3-Grandes Écoles
Titre original: Casser le plafond de verre des diplômes français
Réformer les Grandes Écoles, les diplômes, les enseignements: autant de sujets récurrents, auxquels la proposition de suppression de l’ENA a donné une actualité nouvelle. Symboles de réalités que beaucoup qualifient d’inégalités, les Grandes Écoles se doivent d’évoluer, mais leur suppression n’est sans doute pas la meilleure idée.
Un regard apaisé sur le système français suggère d’en évaluer l’efficacité à l’aune de sa contribution au bien commun. Et sur ce point, le bilan est effectivement mitigé. La comparaison internationale permet d’observer que les Grandes Écoles n’ont pas permis à notre pays de briller particulièrement sur le plan des réussites industrielles. Mais surtout le système a créé une multitude de plafonds de verre nocifs dans les entreprises et dans les administrations françaises.
Hors de France, l’ascension interne au mérite va souvent de soi. Il n’est pas rare qu’un « simple » technicien allemand ou américain devienne chef de projets et dirige à ce titre une équipe d’ingénieurs diplômés, chose inconcevable en France. Combien de cadres ou de fonctionnaires talentueux sont chez nous privés d’une progression de leurs responsabilités, faute de posséder le parchemin ad’hoc.
Le corollaire de cette « bunkerisation » du statut des diplômés français est la quasi-absence de ces derniers dans les PME. Il faut voir ici l’une des raisons de la supériorité des PME allemandes, plus nombreuses et plus actives à l’export que leurs homologues françaises.
Le deuxième enseignement de la comparaison concerne la notion très française de tête bien faite. Nous sommes fiers de la « culture générale » de nos diplômés.
C’est vrai que la littérature et la philosophie ont leur place dans les « prépas » françaises. Mais non moins vrai aussi que cette culture générale quelque peu mythique s’évapore dans le cursus d’école et que par exemple la finance, les langues et le droit sont les parents pauvres des formations d’ingénieur.

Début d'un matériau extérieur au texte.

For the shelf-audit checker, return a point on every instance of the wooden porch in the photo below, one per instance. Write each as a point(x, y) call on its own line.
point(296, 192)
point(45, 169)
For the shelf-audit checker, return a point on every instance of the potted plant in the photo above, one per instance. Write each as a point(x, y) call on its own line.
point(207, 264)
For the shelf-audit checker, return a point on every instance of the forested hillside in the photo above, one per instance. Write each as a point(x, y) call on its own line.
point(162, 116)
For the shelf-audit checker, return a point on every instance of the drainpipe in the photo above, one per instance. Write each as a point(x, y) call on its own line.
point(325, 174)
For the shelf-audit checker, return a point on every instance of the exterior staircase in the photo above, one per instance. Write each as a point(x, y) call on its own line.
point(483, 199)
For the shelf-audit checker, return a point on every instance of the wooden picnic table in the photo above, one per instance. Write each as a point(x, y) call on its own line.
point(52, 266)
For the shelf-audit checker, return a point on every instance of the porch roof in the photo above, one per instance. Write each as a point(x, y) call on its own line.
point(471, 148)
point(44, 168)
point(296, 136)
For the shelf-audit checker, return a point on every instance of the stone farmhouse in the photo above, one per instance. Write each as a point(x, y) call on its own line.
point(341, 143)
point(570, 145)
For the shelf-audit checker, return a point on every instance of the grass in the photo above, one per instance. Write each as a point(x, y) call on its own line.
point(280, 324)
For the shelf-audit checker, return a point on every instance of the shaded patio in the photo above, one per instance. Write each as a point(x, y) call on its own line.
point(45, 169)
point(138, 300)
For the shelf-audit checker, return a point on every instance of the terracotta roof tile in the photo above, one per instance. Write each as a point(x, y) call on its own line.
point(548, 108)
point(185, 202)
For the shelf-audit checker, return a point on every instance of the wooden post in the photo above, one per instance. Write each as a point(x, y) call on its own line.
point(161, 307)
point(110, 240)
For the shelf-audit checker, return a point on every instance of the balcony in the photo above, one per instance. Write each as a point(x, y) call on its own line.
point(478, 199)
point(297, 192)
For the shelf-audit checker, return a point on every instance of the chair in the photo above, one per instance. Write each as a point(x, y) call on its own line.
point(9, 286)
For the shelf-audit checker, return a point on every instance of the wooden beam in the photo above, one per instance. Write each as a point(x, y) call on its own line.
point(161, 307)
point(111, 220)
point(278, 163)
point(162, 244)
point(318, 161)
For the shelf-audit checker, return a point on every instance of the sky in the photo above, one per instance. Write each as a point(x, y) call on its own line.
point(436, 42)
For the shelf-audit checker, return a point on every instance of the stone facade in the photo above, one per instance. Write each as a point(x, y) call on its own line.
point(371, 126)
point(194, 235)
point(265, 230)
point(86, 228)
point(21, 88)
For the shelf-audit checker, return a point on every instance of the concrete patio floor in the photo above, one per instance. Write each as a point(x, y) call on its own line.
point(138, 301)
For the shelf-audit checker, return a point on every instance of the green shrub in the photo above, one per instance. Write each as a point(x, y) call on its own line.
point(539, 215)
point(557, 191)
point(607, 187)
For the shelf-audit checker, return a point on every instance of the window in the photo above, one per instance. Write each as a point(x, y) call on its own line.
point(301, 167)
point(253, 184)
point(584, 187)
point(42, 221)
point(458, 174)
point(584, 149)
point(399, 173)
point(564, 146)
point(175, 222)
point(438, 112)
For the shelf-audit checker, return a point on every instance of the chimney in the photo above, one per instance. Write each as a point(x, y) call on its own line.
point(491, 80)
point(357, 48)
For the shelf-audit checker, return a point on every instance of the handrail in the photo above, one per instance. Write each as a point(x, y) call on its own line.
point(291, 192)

Mais plus grave, l’ambition du diplômé français s’éteint dès lors qu’il a touché le sommet de l’édifice. Réputé intelligent à vie, il a rejoint le peloton de tête des meilleurs, son positionnement professionnel est peu ou prou garanti. Un sentiment qui existe en fait dès le succès au concours d’admission à l’École. Et les deux ou trois années d’École qui suivent sont au mieux une détente propice à l’exploration des curiosités personnelles, et au pire un gâchis.

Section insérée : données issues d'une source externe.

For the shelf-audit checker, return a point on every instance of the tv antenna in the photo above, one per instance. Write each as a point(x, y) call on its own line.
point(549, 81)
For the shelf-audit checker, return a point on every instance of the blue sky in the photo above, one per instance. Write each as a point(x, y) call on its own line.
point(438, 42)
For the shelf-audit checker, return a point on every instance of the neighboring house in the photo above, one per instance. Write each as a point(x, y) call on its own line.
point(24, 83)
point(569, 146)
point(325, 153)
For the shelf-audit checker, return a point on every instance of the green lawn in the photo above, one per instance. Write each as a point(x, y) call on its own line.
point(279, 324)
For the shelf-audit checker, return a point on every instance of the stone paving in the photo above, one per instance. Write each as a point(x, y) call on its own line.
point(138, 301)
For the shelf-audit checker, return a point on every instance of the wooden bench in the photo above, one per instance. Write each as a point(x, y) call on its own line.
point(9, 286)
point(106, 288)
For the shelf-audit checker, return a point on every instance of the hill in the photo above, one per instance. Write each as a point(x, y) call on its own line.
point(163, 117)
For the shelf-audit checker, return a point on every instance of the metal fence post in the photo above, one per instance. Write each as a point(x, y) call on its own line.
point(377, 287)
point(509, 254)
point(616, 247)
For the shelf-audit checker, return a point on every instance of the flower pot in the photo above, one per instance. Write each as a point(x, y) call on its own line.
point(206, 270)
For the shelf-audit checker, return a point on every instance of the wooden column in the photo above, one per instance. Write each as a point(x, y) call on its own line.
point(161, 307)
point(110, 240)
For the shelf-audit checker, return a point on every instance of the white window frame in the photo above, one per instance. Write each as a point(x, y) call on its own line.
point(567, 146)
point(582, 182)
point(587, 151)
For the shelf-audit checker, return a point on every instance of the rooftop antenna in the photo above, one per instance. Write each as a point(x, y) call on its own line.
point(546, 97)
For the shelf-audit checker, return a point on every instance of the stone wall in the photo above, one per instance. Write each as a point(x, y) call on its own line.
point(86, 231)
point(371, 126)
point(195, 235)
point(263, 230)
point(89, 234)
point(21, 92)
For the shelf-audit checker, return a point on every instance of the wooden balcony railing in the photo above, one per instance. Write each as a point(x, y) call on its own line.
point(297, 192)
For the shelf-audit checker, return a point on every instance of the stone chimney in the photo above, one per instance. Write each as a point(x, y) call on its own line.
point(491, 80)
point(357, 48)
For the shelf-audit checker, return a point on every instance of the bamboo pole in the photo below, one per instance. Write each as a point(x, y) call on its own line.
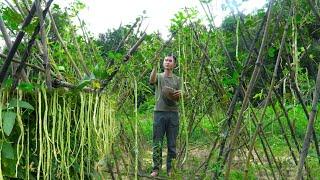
point(248, 93)
point(29, 46)
point(64, 46)
point(46, 61)
point(259, 124)
point(16, 43)
point(307, 138)
point(8, 42)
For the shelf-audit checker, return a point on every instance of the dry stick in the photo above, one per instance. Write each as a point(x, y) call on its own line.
point(307, 138)
point(284, 132)
point(262, 136)
point(59, 83)
point(248, 93)
point(123, 41)
point(27, 64)
point(125, 59)
point(231, 107)
point(9, 45)
point(281, 105)
point(258, 129)
point(81, 59)
point(46, 61)
point(259, 157)
point(234, 69)
point(16, 43)
point(28, 49)
point(64, 46)
point(299, 96)
point(89, 42)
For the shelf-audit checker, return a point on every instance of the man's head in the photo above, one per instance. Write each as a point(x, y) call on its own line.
point(169, 62)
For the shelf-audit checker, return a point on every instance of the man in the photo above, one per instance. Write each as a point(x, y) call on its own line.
point(166, 117)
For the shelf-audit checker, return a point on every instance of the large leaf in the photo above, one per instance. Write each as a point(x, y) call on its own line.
point(8, 120)
point(7, 150)
point(22, 104)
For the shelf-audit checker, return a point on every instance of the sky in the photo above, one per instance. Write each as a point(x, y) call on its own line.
point(101, 15)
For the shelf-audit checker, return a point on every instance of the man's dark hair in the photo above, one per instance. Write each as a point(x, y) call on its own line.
point(174, 58)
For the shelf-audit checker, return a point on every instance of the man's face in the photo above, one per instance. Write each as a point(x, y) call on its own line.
point(168, 63)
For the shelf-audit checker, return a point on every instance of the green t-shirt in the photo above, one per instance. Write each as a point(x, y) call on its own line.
point(162, 102)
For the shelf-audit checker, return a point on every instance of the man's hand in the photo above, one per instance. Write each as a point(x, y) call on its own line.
point(176, 95)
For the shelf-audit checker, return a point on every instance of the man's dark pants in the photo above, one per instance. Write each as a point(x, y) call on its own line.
point(165, 123)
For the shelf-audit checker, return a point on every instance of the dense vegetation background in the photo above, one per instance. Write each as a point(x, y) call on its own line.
point(78, 107)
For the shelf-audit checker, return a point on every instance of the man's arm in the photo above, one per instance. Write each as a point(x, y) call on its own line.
point(153, 75)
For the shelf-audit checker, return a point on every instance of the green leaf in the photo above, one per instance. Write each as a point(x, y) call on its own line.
point(7, 150)
point(8, 120)
point(61, 68)
point(83, 84)
point(27, 87)
point(22, 104)
point(271, 52)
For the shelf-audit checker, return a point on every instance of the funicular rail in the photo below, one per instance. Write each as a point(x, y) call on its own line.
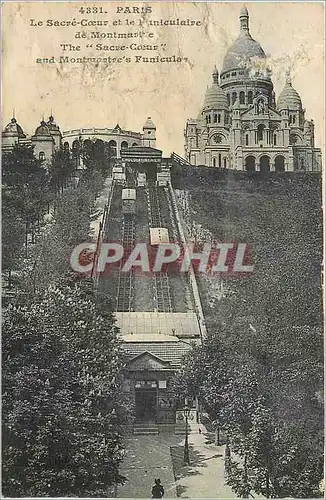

Ainsi, pour quelques happy few qui ont accès aux précieux talismans et que le système protège, notre économie se prive de nombreux talents qui n’ont pas le label « diplômé de Grandes Écoles ». Aucune échelle de secours ne permet de percer ce plafond de verre paralysant inscrit dans les faits et dans les esprits.
Il existe certes des entrées parallèles, souvent confidentielles, dans la plupart des Écoles. Sous l’effet des accords européens, elles ont été contraintes d’ajouter la filière Licence-Master-Doctorat au cursus traditionnel. Un changement bienvenu car susceptible d’amorcer la dissipation de l’ « entre-soi » caractéristique de leur univers.
En fait, la solution d’avenir pourrait bien venir de l’exemple d’une institution … établie en France, l’INSEAD.
Le fameux Master of Business Administration, le MBA, y est obtenu en dix mois d’études, sans concours et sans obligation de diplômes antérieurs. Et pourtant cette école dépasse régulièrement HEC et l’ESSEC dans les classements internationaux !
L’admission à l’INSEAD repose sur les capacités intellectuelles des candidats, mesurées par le test standard des business schools américaines, et sur la personnalité, appréciée à l’aune du parcours professionnel. Vivacité, ouverture aux autres, originalité et cohérence des expériences, humilité et ambition sont quelques-uns des critères évalués par le jury d’admission.
Le contraste est frappant entre les populations d’élèves de cette École et ceux d’une Grande École française. A l’INSEAD le mélange savamment dosé des nationalités, des formations et des expériences antérieures va de soi. Le juriste allemand, l’économiste argentin, cotoient l’ex-officier anglais, l’ autodictate français créateur d’entreprise, ou l’héritier d’un empire industriel américain.
On imagine sans peine la différence avec les Grandes Écoles françaises et leurs élèves « formatés ».
Sans aller aussi loin qu’à l’INSEAD, la recherche de la diversité pourrait inspirer à ces Grandes Écoles une première étape, certes modeste mais ô combien souhaitable, l’admission parallèle de cadres trentenaires à « haut potentiel » issus des entreprises. Il leur serait ainsi donné la chance de percer le plafond de verre, pour leur plus grand bien, celui des Écoles et de notre société.